Era un año, el 62, en el que la censura funcionaba en España –pero de forma algo burda–, ya sin paredones, y era difícil acallar lo que los escritores estaban publicando: era difícil tapar la negrura y el mal olor que subía de la realidad española hasta las novelas de Cela, Delibes, Sender y Martín Santos, hasta las obras de teatro de Sastre y Buero Vallejo o hasta los poemas cívicos (mal llamados por el canon literario “sociales”).
«Hay que agradecerle a este censor la finura de su estilo, rebosante de riqueza y acumulación expresiva, y lo agudo y certero de su prosa»
Sobre el deficiente funcionamiento de la censura en España, cuento dos anécdotas. En la ficha del represaliado Jorge Guillén, que tuvo que comprar su libertad y su salida de España a Estados Unidos traduciendo el poema A los mártires de España del poeta fascista Paul Claudel, constaba la siguiente anotación: «ROJO» (escrito con la letra grande y gorda de un rotulador rojo).
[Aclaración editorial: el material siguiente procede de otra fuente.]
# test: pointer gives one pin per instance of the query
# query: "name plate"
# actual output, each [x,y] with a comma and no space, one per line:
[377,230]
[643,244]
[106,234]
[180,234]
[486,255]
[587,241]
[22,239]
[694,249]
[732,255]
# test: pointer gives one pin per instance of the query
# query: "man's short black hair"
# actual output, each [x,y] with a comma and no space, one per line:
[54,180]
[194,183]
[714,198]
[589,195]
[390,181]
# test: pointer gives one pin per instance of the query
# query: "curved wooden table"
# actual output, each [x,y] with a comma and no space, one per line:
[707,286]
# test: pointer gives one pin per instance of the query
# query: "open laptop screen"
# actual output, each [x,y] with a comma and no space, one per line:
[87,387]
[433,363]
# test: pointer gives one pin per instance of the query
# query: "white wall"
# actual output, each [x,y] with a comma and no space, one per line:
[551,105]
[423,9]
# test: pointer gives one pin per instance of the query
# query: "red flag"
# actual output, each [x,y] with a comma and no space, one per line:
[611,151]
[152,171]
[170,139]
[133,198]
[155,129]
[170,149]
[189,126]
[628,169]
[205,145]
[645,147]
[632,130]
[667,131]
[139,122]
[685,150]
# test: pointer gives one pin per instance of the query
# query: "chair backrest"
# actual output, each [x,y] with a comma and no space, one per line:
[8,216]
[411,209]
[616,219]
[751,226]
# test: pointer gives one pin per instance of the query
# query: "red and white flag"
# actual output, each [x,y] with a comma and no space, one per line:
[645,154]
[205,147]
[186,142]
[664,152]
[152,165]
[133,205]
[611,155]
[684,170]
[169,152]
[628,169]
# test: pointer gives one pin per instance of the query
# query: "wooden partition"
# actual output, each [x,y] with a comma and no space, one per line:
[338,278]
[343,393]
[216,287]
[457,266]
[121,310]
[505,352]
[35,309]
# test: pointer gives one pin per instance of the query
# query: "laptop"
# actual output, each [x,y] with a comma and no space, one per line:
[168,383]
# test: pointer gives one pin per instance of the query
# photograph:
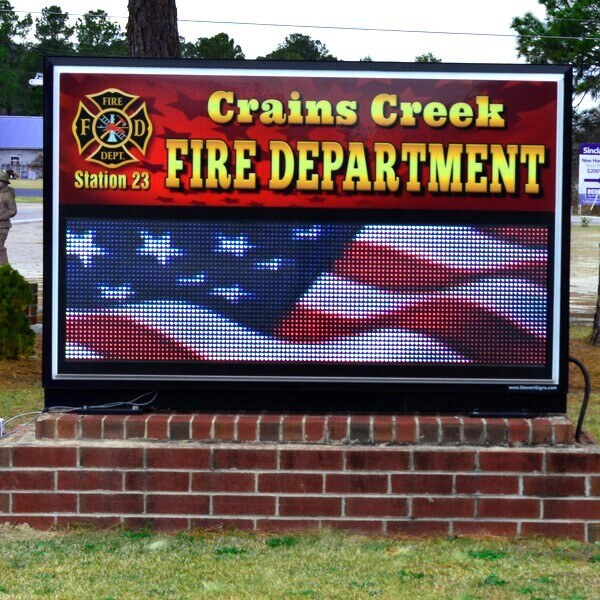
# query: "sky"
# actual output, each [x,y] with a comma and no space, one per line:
[456,17]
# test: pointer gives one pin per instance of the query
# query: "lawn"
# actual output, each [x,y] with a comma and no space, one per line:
[124,564]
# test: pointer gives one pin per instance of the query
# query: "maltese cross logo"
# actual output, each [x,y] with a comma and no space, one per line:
[112,128]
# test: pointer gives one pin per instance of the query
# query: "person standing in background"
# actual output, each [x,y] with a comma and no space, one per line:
[8,209]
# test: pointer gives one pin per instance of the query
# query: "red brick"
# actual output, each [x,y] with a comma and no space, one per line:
[356,484]
[221,523]
[157,427]
[443,460]
[26,480]
[485,528]
[510,460]
[383,429]
[508,508]
[418,528]
[111,503]
[310,506]
[572,509]
[202,427]
[245,458]
[360,429]
[406,430]
[443,507]
[368,526]
[89,480]
[156,523]
[473,430]
[291,483]
[573,462]
[161,481]
[496,432]
[322,459]
[44,456]
[269,428]
[43,503]
[67,427]
[180,427]
[574,531]
[41,523]
[291,428]
[315,428]
[91,427]
[178,458]
[487,484]
[337,428]
[4,457]
[135,427]
[116,458]
[247,428]
[223,482]
[376,507]
[224,428]
[177,504]
[244,505]
[283,525]
[429,430]
[553,485]
[409,483]
[114,427]
[518,431]
[45,428]
[563,432]
[541,431]
[451,430]
[66,522]
[377,459]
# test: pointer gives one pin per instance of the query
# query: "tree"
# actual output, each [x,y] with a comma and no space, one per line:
[297,46]
[152,29]
[97,35]
[220,46]
[52,31]
[12,29]
[427,57]
[568,35]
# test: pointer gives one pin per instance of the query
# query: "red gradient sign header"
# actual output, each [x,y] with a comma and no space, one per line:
[289,139]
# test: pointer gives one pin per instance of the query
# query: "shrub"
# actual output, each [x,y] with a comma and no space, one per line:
[16,337]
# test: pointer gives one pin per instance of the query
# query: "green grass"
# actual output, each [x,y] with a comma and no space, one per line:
[123,564]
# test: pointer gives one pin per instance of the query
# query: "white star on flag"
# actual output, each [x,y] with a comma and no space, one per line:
[233,245]
[159,247]
[84,247]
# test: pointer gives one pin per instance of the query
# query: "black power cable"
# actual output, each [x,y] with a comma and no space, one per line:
[586,395]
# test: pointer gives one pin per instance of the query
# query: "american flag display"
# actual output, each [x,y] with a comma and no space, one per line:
[305,292]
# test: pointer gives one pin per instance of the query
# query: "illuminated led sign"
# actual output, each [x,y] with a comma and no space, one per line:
[392,230]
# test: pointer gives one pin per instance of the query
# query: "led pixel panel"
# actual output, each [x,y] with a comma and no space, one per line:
[165,290]
[261,230]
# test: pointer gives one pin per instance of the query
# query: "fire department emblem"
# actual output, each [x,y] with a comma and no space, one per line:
[116,124]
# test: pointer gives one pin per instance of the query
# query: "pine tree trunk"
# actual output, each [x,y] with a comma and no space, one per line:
[596,328]
[152,29]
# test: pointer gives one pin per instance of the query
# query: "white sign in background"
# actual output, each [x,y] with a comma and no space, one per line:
[589,174]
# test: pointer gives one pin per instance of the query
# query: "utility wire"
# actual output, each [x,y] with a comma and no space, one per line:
[359,29]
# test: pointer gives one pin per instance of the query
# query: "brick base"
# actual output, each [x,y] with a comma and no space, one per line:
[276,473]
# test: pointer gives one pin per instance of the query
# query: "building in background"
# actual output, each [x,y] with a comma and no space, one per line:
[21,146]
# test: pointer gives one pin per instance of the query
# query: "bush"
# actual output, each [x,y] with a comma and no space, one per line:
[16,337]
De la otra anécdota fui testigo en una exposición de la obra del poeta catalán Joan Brossa: en un manuscrito la censura le había tachado en rojo las palabras TETA y CULO que él había escrito expresamente, según declaró más tarde, para que se fijaran en ellas y dejaran pasar algunas de las ideas subversivas de la obra de teatro, que llegó a representarse. La censura española no era de refinado papel Japón, sino de basto papel de lija.
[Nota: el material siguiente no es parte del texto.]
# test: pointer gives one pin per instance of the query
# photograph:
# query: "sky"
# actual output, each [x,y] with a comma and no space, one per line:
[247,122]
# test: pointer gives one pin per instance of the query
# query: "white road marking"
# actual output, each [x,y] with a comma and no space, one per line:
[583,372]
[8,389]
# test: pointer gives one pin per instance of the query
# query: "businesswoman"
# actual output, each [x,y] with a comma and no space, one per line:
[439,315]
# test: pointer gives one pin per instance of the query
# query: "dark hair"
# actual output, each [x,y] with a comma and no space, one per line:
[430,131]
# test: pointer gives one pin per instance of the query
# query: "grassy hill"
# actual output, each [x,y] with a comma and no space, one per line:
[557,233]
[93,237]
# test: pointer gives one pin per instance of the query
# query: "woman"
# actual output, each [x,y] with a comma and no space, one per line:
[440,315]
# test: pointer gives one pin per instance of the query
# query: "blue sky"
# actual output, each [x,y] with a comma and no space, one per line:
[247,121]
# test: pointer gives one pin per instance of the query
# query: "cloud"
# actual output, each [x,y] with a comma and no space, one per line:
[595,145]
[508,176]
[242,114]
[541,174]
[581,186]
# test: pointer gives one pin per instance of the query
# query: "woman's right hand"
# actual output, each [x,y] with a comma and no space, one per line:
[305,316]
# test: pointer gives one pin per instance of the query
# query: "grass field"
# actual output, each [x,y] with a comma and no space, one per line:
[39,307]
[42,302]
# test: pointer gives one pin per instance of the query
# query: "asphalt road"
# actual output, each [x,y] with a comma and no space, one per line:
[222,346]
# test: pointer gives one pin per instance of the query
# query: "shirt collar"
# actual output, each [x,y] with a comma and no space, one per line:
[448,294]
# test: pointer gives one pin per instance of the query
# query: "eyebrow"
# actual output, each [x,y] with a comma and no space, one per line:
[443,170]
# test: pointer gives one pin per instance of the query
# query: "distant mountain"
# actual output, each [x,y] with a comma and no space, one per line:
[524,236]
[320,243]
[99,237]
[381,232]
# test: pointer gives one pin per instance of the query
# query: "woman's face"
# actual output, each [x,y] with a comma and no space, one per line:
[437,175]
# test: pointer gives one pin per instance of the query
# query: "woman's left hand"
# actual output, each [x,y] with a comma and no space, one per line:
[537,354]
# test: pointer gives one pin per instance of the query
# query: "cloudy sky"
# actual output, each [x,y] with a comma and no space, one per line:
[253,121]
También hay que pensar en la oficina de prensa y propaganda de Buenos Aires. Dicha oficina, acabada su función de propaganda de guerra durante la Guerra Civil y asentado política y civilmente en España el glorioso movimiento nacional, no tenía ya otra obligación en los años 60 que informar a las autoridades españolas de los libros que los rojazos españoles publicaban en la Argentina, en editoriales vinculadas con el decadente exilio republicano, como era Losada. De esa forma se trataba de impedir que dichos libros viajaran a España y difundieran por el suelo patrio de forma sediciosa la semilla del mal democrático. Se equivocaban León Felipe y Pedro Garfias cuando decían que en España no había poesía, se equivocaba Cernuda cuando escribía aquello de que en España “ahora todo nace muerto, vive muerto y muere muerto”. Pero es esa una equivocación leve, de mentirijillas, comprensible desde el dolor con el que escribían, que era el dolor de haber perdido a la madre (o sea, a la patria).
Pero sobre todo hay que pensar en el presente, en cuántas oficinas de esas de propaganda existen ahora en nuestra literatura, en nuestras mentes, en nuestras editoriales, en nuestro decadente sistema de enseñanza lleno de gorgoritos infantiles y juveniles, cuánto de regulación, cuánta corrección en el uso del lenguaje y cuánta dosis de autocensura bienpensante nos llega y nos obliga desde los ismos (feminismo, animalismo, etc. etc.) y otras islas mentales que tratan de disfrazar la realidad de una idealidad burda y que tratan de impedir que lleguen a la forma y al fondo de los textos literarios los eventos consuetudinarios que acontecen en la calle y la hermosura de nuestro idioma.